Friday (December 13), CBOT grain futures market trends diverged. The latest U.S. Department of Agriculture (USDA) export sales data fell below expectations, alongside fluctuations in the dollar exchange rate and global supply and demand dynamics, leading to varied price performances for different commodities.
Wheat: Weak export data pressures prices
The CBOT wheat main contract closed at 558 1/2 cents per bushel, pressured by ample global supply and increased competition. Australia and Argentina are supplying wheat at low prices, making it tough for U.S. wheat to dominate the international market. Uncertainty in Russia's export policy provides some support for wheat prices, but its effect is limited. Recently, Japan purchased 113,000 tons of food-grade wheat, and Saudi Arabia issued an international tender for 595,000 tons, while U.S. wheat export sales were only 290,000 tons, near the lower end of market expectations.
Soybeans: Export demand eases pressure
CBOT soybean prices showed slight firmness, with the January contract closing at 995 3/4 cents per bushel. Even though Brazil's harvest expectations limited price gains, the news of the U.S. exporting 334,000 tons of soybeans to an unknown destination eased market concerns. Meanwhile, commodity funds have recently increased speculative net long positions in soybeans, further boosting market confidence. South Korea's tender for 50,000 tons of non-GMO soybeans also reflects international demand supporting U.S. soybeans.
Soybean oil: Export expectations boost prices
Soybean oil showed strength, driven by USDA's upward revision in export expectations. Commodity funds increased speculative net long positions in soybean oil, indicating a bullish market outlook. The modest price increase suggests demand improvements have positively impacted the market.
Corn: Prices pressured down
CBOT corn prices declined, with the main contract closing at 443 1/2 cents per bushel. USDA data showed corn export sales at only 946,900 tons, below market expectations. A stronger dollar further weakened U.S. corn competitiveness in the global market. On the technical side, the March corn contract fell back after hitting 200-day moving average resistance, limiting its upside potential. Meanwhile, funds increased short positions, further pressuring prices.

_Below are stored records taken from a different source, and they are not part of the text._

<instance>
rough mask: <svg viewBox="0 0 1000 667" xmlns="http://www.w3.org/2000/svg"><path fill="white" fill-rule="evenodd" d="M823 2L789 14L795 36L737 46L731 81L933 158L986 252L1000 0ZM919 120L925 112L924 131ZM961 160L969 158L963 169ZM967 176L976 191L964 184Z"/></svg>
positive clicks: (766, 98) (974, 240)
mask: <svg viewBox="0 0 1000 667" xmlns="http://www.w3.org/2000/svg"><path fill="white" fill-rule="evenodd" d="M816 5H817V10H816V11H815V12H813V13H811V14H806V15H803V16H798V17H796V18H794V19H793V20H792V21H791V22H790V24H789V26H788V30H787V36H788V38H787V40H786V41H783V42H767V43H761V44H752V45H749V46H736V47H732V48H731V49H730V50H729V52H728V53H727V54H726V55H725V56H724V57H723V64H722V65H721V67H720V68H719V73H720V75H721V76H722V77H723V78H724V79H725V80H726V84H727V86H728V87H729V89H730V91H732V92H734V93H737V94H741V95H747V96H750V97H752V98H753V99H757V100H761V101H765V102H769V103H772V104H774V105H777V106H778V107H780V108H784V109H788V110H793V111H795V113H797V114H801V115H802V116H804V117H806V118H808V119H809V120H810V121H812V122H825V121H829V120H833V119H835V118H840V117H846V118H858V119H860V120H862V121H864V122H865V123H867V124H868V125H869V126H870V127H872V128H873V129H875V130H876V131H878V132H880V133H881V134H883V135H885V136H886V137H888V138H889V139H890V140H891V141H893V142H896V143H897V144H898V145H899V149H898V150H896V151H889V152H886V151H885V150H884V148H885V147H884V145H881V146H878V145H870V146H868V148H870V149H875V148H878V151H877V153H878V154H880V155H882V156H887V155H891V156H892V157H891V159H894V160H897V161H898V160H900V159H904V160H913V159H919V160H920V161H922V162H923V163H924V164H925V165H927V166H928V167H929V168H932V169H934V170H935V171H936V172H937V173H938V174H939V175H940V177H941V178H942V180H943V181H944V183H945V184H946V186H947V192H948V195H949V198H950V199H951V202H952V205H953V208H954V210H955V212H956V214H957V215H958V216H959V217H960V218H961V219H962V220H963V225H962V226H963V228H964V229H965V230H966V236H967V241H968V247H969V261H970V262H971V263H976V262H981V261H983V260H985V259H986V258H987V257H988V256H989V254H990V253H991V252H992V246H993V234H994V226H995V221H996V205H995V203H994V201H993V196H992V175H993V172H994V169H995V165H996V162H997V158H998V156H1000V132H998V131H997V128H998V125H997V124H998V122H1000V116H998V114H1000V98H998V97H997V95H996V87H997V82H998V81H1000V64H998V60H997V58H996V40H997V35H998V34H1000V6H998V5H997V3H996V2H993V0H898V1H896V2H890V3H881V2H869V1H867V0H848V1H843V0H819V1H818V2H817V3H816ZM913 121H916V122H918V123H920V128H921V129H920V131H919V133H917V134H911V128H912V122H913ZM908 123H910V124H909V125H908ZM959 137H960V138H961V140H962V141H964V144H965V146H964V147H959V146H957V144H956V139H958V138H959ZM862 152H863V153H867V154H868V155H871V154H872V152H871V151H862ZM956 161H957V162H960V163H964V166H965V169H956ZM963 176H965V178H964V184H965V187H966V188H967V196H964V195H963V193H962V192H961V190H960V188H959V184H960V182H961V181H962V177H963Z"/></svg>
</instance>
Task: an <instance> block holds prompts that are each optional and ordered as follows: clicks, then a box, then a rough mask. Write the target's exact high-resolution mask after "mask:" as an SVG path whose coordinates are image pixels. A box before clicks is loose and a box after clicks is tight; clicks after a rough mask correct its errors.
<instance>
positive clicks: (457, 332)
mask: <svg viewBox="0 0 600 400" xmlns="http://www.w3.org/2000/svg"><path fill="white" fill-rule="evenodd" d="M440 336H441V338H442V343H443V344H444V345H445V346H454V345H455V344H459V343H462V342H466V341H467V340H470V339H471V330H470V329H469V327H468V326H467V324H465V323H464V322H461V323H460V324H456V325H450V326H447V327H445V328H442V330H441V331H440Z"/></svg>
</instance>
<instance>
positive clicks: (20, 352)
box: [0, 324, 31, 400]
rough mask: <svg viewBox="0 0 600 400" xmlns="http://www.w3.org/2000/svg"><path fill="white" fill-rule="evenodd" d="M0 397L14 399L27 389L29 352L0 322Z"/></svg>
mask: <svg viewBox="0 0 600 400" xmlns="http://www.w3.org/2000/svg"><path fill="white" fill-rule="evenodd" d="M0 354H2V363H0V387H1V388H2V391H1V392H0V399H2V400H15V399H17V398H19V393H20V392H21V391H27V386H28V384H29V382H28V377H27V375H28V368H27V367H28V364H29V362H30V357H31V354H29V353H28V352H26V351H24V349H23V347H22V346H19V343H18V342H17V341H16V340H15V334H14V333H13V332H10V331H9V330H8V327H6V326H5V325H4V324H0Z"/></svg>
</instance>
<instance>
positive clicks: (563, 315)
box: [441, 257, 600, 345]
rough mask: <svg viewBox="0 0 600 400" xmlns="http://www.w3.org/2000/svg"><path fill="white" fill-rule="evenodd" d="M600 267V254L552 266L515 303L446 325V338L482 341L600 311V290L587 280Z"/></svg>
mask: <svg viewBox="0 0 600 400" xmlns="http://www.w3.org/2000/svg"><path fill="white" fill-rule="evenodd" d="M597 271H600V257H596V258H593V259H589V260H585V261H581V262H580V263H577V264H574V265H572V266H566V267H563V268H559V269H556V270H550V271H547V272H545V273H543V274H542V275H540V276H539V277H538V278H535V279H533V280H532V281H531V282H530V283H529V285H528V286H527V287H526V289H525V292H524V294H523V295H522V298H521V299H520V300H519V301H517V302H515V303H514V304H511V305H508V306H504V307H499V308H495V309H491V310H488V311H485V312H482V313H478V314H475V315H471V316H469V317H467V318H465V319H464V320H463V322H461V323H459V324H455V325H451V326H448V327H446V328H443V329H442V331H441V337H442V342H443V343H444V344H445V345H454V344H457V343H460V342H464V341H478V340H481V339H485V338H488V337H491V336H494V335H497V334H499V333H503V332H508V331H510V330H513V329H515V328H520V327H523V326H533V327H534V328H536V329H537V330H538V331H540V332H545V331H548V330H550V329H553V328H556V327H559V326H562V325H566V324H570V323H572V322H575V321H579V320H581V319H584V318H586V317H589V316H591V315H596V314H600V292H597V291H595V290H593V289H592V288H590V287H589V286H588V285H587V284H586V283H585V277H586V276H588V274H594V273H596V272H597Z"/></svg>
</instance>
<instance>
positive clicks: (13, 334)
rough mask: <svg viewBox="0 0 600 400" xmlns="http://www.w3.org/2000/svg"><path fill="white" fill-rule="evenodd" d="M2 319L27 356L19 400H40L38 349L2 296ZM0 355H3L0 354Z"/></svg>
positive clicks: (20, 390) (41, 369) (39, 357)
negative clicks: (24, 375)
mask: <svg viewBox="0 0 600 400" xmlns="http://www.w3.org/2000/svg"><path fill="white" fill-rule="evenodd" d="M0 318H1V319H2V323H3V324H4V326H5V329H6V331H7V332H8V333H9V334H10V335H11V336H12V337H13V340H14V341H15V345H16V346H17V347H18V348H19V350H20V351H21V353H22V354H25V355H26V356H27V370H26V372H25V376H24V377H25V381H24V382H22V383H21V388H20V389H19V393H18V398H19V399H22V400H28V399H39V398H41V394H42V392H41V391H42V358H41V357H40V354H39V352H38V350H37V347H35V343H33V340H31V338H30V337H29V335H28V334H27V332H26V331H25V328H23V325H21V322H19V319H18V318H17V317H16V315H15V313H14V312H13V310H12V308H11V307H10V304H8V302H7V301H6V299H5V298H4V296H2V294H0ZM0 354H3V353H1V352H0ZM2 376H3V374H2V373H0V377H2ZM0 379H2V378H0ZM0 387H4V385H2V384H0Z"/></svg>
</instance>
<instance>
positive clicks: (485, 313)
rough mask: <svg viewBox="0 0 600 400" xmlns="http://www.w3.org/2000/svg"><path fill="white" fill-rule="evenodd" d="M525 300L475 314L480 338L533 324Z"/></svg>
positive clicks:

Soybean meal: Weak exports suppress prices
CBOT soybean meal prices remained volatile, with the January contract reported in the lower price range. USDA reports showed soybean meal export sales at only 176,300 tons, with weak demand as the main pressure. U.S. domestic supply remains ample, with base export prices stable to declining. Recently, funds significantly increased speculative net short positions in soybean meal, reflecting bearish sentiment in the market.
Summary
The CBOT grain market experienced price divergence due to weak export data and fluctuations in the dollar exchange rate. Wheat and corn faced dual pressures from international supply competition and weak demand, while soybeans and soybean oil showed relative resilience due to demand support. Soybean meal prices continued to linger at low levels, reflecting ongoing weak demand.